Going forward, growth is really the wrong way to look at the economy. The current model we seem to chase - I'm provocatively calling more crap more profits - rewards companies for making things that break quickly, become obsolete, or need constant replacement. Fast fashion that falls apart after a few washes, smartphones designed to performance crater after two years, single-use subscription software that turns "ownership" into endless rental fees, endless etcs
As clean renewable energy gets more efficient and cheaper, it will actually reduce GDP in the energy sector while improving our quality of life, reducing pollution, cheaper bills; let alone potentially solving climate problems. Clean energy has to be subsidized in the west because it works so well (driving costs down) that it's not profitable enough to attract private investment. China's savvy approach with massive state investment in renewables, regardless of short-term profitability, has further driven costs down globally. The point being, by the GDP growth metric, cheaper energy looks like economic decline. By any sensible measure of progress, it's a huge win!

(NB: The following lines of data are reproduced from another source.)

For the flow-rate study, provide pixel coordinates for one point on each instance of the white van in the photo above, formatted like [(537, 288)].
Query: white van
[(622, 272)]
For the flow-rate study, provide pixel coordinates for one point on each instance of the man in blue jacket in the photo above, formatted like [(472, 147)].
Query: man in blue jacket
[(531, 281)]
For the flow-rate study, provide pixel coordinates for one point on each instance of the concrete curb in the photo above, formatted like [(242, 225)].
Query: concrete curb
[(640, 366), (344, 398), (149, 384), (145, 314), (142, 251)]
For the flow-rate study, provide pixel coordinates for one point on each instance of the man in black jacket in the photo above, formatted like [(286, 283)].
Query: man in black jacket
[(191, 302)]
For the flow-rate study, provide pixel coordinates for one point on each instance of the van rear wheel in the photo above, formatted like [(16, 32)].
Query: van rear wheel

We can't expect capitalism to solve our fundamental utility, environmental, and health problems. The most profitable approach is often to create or maintain the problem; Preventing disease is less profitable than treating it, durable infrastructure is less profitable than constant repairs, the better the solution works for society, the worse it often works for profit-maximization. Can a profit-based system fix a problem it helped create, especially when fixing it undermines profits? We’ll need to go beyond profit logiic through policy, public action, and cultural shifts have a better chance to succeed.